Quant à mesurer l’audience des syndicats - pour mieux étalonner leur représentativité -, il existe déjà de nombreuses consultations professionnelles qui renseignent de façon précise. Pour la fonction publique, un rapport annuel - de grande qualité - recense de façon exhaustive les résultats des élections aux commissions administratives paritaires. Pour le secteur privé, les résultats des élections aux comités d’entreprise fournissent un étalon suffisant. Compte tenu des plus grandes difficultés que présente leur compilation, en raison d’un tissu économique en perpétuelle évolution, ces résultats sont certes plus discutés mais leur tendance est difficilement contestable. Pour les plus petites entreprises, on pourrait recenser les résultats des élections des délégués du personnel, comme cela a déjà été fait dans le passé. Cela soulèverait des questions de méthode plus complexes, mais moins délicates que celles posées par une élection-test.


Enfin, concernant les effectifs syndiqués, on notera que, contrairement à une idée reçue, des informations abondantes circulent. Il est également assez simple de procéder à des vérifications ou à des estimations lorsque les données manquent.


On ne comprend donc pas bien l’intérêt d’inventer une nouvelle procédure de vote pour évaluer l’audience des organisations syndicales et pour déterminer leur représentativité (ou l’absence de représentativité), alors qu’on dispose déjà de tous les renseignements voulus. Quant à susciter des retrouvailles entre salariés et syndicats au moyen d’une élection tous les cinq, six, voire dix ans, cela ne paraît pas bien sérieux.

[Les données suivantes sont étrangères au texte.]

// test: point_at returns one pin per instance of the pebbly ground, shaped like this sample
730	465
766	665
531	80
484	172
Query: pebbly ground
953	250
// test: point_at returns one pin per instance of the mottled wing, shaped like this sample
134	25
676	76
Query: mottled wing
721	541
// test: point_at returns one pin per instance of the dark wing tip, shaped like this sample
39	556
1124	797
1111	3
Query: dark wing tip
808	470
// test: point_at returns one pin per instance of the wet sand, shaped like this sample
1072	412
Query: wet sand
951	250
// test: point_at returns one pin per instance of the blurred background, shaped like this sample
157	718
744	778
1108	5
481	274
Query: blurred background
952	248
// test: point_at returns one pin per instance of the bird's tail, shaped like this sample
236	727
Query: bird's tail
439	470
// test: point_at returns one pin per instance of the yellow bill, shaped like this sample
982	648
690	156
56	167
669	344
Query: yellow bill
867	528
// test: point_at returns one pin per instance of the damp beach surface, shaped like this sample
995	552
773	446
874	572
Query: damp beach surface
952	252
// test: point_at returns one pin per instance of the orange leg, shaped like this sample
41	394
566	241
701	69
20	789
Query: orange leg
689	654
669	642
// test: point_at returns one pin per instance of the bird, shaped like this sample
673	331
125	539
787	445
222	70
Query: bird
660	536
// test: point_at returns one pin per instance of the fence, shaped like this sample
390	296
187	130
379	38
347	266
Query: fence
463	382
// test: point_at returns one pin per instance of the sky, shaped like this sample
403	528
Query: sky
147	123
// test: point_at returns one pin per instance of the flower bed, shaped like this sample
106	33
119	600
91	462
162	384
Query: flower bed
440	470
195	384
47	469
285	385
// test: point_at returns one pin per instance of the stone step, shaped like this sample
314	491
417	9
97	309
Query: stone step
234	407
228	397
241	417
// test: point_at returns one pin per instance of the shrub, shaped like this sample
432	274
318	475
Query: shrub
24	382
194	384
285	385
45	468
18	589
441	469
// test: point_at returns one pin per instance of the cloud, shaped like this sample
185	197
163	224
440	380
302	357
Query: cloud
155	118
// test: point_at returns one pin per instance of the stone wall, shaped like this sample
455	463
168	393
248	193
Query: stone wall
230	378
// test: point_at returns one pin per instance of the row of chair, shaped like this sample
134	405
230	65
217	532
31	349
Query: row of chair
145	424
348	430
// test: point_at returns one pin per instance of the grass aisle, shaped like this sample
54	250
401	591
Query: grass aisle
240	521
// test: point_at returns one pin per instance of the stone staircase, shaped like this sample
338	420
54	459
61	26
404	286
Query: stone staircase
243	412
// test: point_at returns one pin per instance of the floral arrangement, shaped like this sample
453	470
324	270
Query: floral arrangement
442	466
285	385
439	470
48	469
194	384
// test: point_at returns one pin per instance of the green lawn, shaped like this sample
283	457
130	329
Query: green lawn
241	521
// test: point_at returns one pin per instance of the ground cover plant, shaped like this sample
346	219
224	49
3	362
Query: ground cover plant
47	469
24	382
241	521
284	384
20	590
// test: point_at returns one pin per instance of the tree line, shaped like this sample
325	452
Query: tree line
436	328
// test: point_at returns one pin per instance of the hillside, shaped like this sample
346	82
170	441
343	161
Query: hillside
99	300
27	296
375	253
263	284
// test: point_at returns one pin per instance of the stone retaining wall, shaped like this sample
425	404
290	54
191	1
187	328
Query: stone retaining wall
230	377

Si l’on souhaite absolument disposer d’une liste de syndicats représentatifs au niveau national : pourquoi ne pas retenir un minimum de 5% des suffrages exprimés lors des différentes consultations professionnelles et l’attestation d’implantations effectives dans une trentaine de branches d’activités et de départements ? On peut espérer enfin - à l’exemple de pays voisins - que les syndicats français réussiront à travailler ensemble pour tenter de réduire une atomisation préjudiciable au dialogue social.